Lock granularity

A programmer working in a multiprocessor environment must decide how many separate locks must be created for shared data. If there is a single lock to serialize the entire set of shared data items, lock contention is comparatively likely. The existence of widely used locks places an upper limit on the throughput of the system.

If each distinct data item has its own lock, the probability of two threads contending for that lock is comparatively low. Each additional lock and unlock call costs processor time, however, and the existence of multiple locks makes a deadlock possible. At its simplest, deadlock is the situation shown in the following illustration, in which Thread 1 owns Lock A and is waiting for Lock B. Meanwhile, Thread 2 owns Lock B and is waiting for Lock A. Neither program will ever reach the unlock() call that would break the deadlock. The usual preventive for deadlock is to establish a protocol by which all of the programs that use a given set of locks must always acquire them in exactly the same sequence.

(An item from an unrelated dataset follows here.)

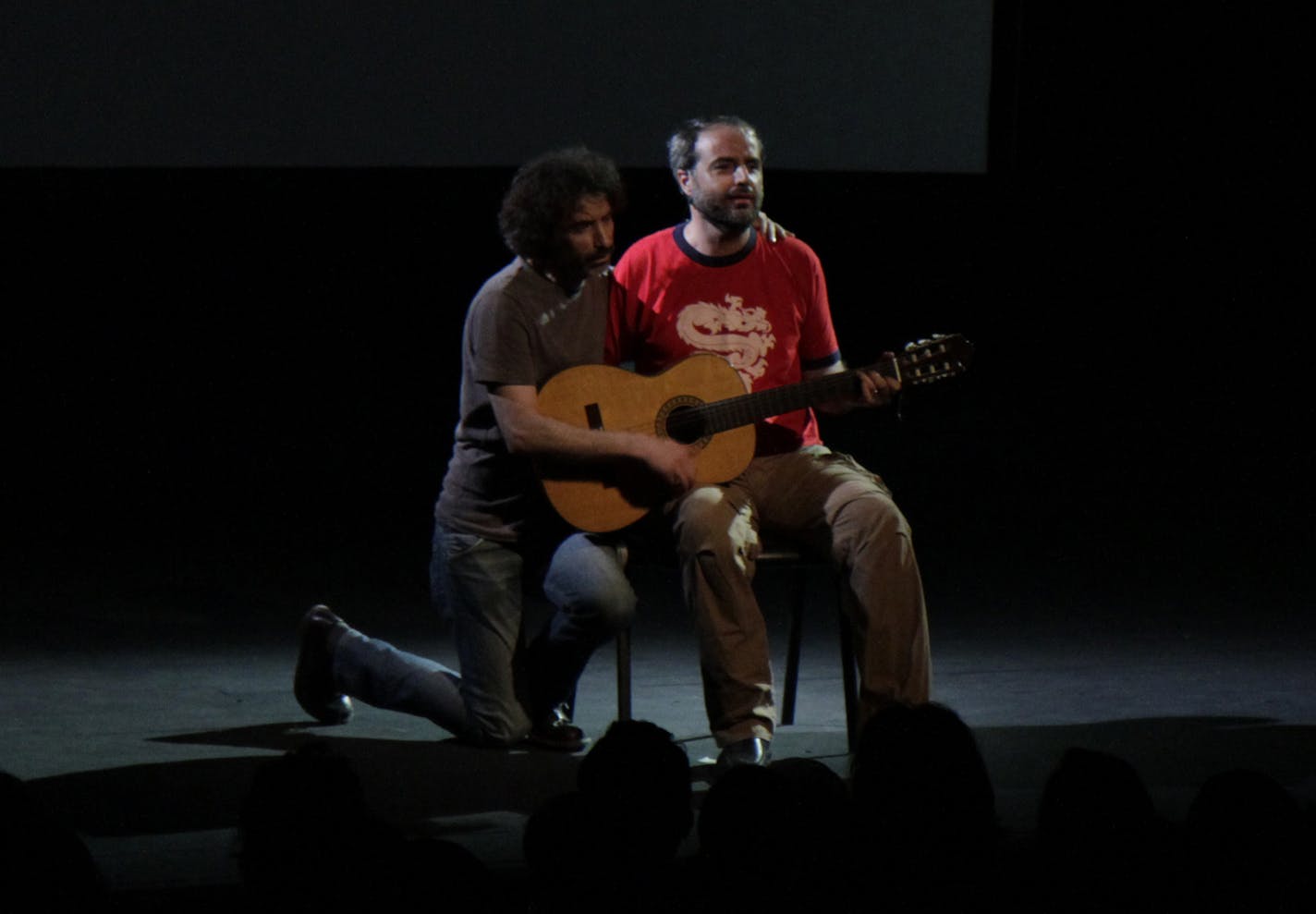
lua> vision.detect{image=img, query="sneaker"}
[292,605,351,724]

Figure 1. Deadlock. Shown in the following illustration is a deadlock in which a column named Thread 1 owns Lock A and is waiting for Lock B. Meanwhile, the column named Thread 2 owns Lock B and is waiting for Lock A. Neither program thread will ever reach the unlock call that would break the deadlock.
Deadlock

According to queuing theory, the less idle a resource, the longer the average wait to get it. The relationship is nonlinear; if the lock is doubled, the average wait time for that lock more than doubles.

The most effective way to reduce wait time for a lock is to reduce the size of what the lock is protecting. Here are some guidelines:

  • Reduce the frequency with which any lock is requested.
  • Lock just the code that accesses shared data, not all the code in a component (this will reduce lock holding time).
  • Lock only specific data items or structures and not entire routines.
  • Always associate locks with specific data items or structures, not with routines.
  • For large data structures, choose one lock for each element of the structure rather than one lock for the whole structure.
  • Never perform synchronous I/O or any other blocking activity while holding a lock.
  • If you have more than one access to the same data in your component, try to move them together so they can be covered by one lock-unlock action.
  • Avoid double wake-up. If you modify some data under a lock and have to notify someone that you have done it, release the lock before you post the wake-up.
  • If you must hold two locks simultaneously, request the busiest one last.

On the other hand, a too-fine granularity will increase the frequency of locks requests and locks releases, which therefore will add additional instructions. You must locate a balance between a too-fine and too-coarse granularity. The optimum granularity will have to be found by trial and error, and is one of the big challenges in an MP system. The following graph shows the relation between the throughput and the granularity of locks.

Figure 2. Relationship Between Throughput and Granularity. This illustration is a simple two axis chart. The vertical, or y axis, represents throughput. The horizontal, or x axis, represents granularity going from fine to coarse as it moves out on the scale. An elongated bell curve shows the relationship of granularity on throughput. As granularity goes from fine to coarse, throughput gradually increases to a maximum level and then slowly starts to decline. It shows that a compromise in granularity is necessary to reach maximum throughput.
Relationship Between Throughput and Granularity